Полная версия
Механизм Ариэля

Ирвин Тесс
Механизм Ариэля
Глава I: Несвоевременный Выход из Строя и Зловещий Ритм Бездны
Книга Первая: Скрежет Шестерен
Столица Аэриона, Город-Цитадель "Корунд", дышала, как всегда, в такт гигантскому сердцу, скрытому в его стальных недрах. Внутренний Купол, этот искусственный небосвод, лишь начал разгораться от ночного индиго к холодному, металлическому синему предрассветья. Воздух, насыщенный запахом озона, горячего масла и далекой серы из Бездны, вибрировал от вечного гимна машин: глубокого урчания турбин где-то под ногами, шипения пара, вырывающегося из вентилей высокого давления, ритмичного постукивания распределительных валов и далекого, но неумолимого звона трамваев на магнитных рельсах, скользящих по эстакадам, словно стальные змеи. Город пробуждался, его механизмы натягивались, готовясь к новому циклу работы.
Именно в этот час перехода, когда тени были длиннее всего, а искусственный свет – наиболее обманчив, доктор Аргон Вейл, видный член Гильдии Инженеров-Энергетиков, совершил невозможное. Он не просто умер. Он осуществил акт совершенного, немыслимого самоуничтожения, ставшее вызовом самому фундаменту механики Аэриона.
Инспектор Элиас Торн прибыл на набережную Парящего Канала – широкую платформу из рифленой стали, нависающую над клокочущими внизу парами Бездны – когда первые проблески "утреннего"света Купола окрасили туман в свинцовые тона. Его сопровождал капитан СИК Малкольм Брэкстон, человек с лицом, высеченным из гранита недовольства, и манерой держать руки за спиной, словно боясь испачкать перчатки о реальность происходящего.

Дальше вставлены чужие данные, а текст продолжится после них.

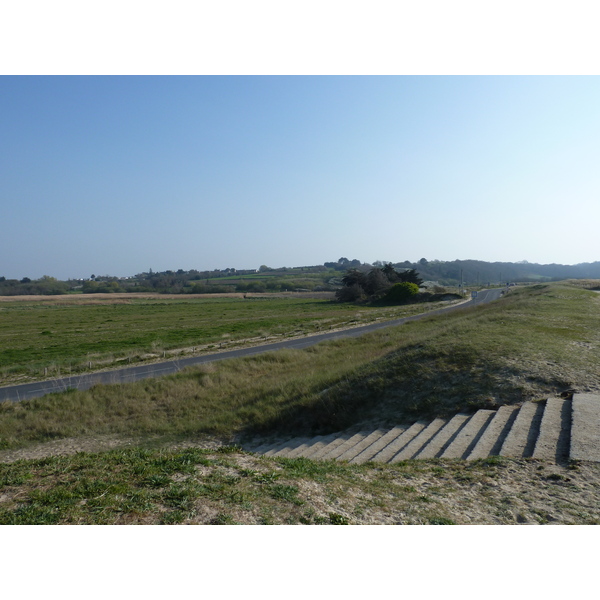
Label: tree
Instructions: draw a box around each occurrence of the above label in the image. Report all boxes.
[384,281,419,304]
[363,269,392,297]
[398,269,423,288]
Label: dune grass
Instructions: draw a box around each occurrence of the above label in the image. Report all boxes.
[0,284,600,448]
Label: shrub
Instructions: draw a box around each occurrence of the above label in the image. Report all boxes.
[384,281,419,303]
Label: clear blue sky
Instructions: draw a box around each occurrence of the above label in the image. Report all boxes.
[0,76,600,279]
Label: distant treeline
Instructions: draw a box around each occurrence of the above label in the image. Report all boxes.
[0,257,600,296]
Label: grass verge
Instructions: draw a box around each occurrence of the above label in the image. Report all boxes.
[0,448,600,525]
[0,285,600,449]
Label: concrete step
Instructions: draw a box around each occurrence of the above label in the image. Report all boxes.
[320,431,371,460]
[371,421,427,463]
[302,434,352,460]
[390,419,446,463]
[533,398,572,462]
[569,394,600,462]
[245,394,600,464]
[251,440,285,454]
[413,414,470,458]
[337,429,387,460]
[349,427,407,464]
[499,402,545,458]
[440,409,496,458]
[467,406,519,460]
[286,435,324,458]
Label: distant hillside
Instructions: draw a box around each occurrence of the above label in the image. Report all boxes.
[0,257,600,296]
[394,259,600,285]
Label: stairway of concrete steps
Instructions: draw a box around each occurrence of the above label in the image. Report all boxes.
[244,393,600,463]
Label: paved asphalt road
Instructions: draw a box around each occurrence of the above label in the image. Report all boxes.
[0,289,502,402]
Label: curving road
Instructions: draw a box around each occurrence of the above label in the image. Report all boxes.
[0,289,502,402]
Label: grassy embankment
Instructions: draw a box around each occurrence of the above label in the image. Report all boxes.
[0,294,450,385]
[0,285,600,448]
[0,285,600,524]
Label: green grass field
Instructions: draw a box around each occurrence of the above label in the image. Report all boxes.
[0,294,452,385]
[0,285,600,448]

Объект их внимания стоял у самого края Причала №7, безупречный и нелепый в своей нетронутости: паровой фаэтон "Серебряный Скат"последней модели. Машина сияла полированным алюминием и дымчатым кварцем кабины. Пар из ее предохранительного клапана струился ровной, почти эстетичной белой колонной, давление в котле, судя по манометру, было идеальным. Казалось, она только что припарковалась после легкой прогулки по верхним террасам Архитекторского квартала.
Если бы не то, что лежало на мостовой прямо перед открытой дверцей водителя. Вернее, то, что не лежало.
На месте доктора Вейла осталось лишь обширное, причудливо переливающееся всеми цветами радуги пятно. Оно напоминало пленку разлитого машинного масла, но структура его была иной – более гелеобразной, с вкраплениями мельчайших, словно перемолотых, металлических осколков и… чего-то органического. Сладковато-приторный запах, смешанный с резким химическим оттенком, висел в воздухе, перебивая даже привычные ароматы города.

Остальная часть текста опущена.